Thursday, August 23, 2007 | posted by Global Playground News |
This past spring, three fifteen year-old students at the Shore Country Day School in Beverly, MA responded to a challenging project in their globalization class by adopting Global Playground as their semester-long cause. Their challenge was to find a nonprofit whose cause they identified with and then go to bat for the nonprofit by raising funds and awareness within their school and neighborhoods. With incredible enthusiasm and excitement, the students became such advocates and fundraisers for Global Playground that their globalization teacher, Tung Trinh, knighted them the "Trio of Awesome."
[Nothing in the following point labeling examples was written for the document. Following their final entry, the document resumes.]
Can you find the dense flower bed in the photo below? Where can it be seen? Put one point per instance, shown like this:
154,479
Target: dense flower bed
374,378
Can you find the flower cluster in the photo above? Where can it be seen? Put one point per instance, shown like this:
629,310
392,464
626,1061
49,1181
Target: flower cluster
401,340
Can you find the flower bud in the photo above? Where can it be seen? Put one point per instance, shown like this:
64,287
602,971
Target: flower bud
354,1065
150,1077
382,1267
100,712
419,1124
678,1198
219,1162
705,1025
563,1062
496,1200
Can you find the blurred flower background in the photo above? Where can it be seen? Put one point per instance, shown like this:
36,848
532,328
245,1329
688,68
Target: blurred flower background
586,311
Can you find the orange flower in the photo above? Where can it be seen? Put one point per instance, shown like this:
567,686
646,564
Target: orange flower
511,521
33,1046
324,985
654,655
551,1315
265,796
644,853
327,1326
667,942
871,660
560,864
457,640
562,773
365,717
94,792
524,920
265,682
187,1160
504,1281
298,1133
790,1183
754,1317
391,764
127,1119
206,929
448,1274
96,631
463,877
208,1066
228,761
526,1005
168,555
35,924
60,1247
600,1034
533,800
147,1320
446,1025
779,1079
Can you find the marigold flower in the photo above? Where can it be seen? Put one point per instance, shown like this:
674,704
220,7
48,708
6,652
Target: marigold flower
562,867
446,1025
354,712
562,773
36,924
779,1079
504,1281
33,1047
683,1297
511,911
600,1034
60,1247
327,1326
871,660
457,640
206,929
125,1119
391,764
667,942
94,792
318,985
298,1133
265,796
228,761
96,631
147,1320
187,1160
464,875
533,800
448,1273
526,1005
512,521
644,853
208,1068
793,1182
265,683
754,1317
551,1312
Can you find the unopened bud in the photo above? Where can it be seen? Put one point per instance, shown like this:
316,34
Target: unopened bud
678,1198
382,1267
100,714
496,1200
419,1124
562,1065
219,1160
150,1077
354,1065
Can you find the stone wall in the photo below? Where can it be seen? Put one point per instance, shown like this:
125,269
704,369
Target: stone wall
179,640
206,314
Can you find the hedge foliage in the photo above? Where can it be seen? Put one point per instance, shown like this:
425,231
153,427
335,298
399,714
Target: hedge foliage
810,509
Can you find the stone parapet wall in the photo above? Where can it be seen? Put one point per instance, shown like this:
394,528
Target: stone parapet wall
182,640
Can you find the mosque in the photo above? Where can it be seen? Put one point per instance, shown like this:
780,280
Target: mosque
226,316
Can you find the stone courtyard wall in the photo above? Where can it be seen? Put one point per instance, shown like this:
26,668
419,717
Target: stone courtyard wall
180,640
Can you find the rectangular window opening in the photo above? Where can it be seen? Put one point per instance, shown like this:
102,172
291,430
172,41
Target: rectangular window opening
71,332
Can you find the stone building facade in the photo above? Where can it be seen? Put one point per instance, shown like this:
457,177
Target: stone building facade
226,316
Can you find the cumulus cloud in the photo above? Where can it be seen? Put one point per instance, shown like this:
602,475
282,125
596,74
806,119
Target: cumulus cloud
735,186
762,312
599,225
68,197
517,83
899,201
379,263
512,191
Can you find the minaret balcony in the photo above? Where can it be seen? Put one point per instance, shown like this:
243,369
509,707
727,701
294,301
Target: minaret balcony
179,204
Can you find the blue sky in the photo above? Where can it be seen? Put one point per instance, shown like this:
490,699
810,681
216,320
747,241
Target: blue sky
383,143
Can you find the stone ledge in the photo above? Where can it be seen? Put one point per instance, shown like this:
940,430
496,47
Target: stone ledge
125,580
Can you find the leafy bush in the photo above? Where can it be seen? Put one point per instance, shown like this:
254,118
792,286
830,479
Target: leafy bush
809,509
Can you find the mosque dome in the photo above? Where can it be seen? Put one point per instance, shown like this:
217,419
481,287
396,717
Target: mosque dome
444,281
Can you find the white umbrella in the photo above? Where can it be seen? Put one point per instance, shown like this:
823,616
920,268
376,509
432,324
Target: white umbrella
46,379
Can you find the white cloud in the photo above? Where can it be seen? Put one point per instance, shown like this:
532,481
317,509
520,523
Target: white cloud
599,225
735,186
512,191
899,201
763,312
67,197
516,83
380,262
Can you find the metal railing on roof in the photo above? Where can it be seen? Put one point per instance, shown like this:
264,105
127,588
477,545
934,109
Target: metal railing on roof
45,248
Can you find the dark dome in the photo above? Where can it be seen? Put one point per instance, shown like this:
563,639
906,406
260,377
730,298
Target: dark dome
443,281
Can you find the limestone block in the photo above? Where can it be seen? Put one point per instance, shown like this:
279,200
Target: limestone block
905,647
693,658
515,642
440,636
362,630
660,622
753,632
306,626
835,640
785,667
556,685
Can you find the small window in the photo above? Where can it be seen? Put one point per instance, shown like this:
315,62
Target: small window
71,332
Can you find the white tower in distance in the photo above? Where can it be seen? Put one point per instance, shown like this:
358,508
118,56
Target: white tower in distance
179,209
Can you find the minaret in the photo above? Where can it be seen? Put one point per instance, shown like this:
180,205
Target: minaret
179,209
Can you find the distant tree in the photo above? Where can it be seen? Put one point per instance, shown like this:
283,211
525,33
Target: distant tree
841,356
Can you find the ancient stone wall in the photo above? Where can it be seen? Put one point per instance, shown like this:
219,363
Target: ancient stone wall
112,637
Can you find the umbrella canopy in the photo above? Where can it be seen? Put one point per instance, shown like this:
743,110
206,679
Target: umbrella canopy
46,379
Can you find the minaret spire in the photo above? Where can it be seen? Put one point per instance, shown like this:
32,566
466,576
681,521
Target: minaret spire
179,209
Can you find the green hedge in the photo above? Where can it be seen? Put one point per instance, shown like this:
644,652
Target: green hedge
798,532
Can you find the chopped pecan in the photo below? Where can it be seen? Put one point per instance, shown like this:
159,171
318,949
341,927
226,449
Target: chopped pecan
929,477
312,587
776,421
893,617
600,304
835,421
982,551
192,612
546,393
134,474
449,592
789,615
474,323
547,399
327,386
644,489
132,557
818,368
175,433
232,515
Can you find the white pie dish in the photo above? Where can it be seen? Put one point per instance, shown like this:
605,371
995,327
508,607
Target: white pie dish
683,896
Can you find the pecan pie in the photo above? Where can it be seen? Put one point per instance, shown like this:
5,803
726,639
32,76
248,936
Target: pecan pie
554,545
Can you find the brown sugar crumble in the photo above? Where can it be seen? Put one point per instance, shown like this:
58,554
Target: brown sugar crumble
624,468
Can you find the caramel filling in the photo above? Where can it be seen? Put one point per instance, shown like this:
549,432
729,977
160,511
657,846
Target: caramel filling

Trinh, who teaches seventh and ninth grade at the Shore School, learned of Global Playground from his friend and Advisory Committee member, Ashley Clevenger. He highlighted Global Playground's mission and project in Uganda in the introduction to a semester-long project entitled "Your World." The Trio of Awesome was intrigued right away with Global Playground and with helping their peers in Uganda. "I think that taking a second to realize that many kids their age around the world don't have access to any type of education really made them want to help. They loved the idea of helping to give other kids a chance to learn and to experience what they have loved: learning in a school," Trinh said.

Upon learning of Global Playground, the Trio of Awesome became passionately involved. They immediately contacted and spoke with members of Global Playground's Board and Advisory Committee to learn more about Global Playground's project in Uganda. The Trio of Awesome then spoke in front of their school's entire student body of 200 students to raise awareness about Global Playground's mission. The boys also raised $350 by selling Global Playground t-shirts in their neighborhoods and to their classmates.

The Trio of Awesome truly serves as an inspiration to their community and so inspired others that Global Playground has received an anonymous donation matching the boys' fundraising efforts. "What you think and what you say is important in making change, but it is those who walk the walk and take action who accomplish change. These three gentlemen talked, and then they walked. I hope that their walk was one that inspires others to take some small steps, make the walk themselves, and help," Trinh said.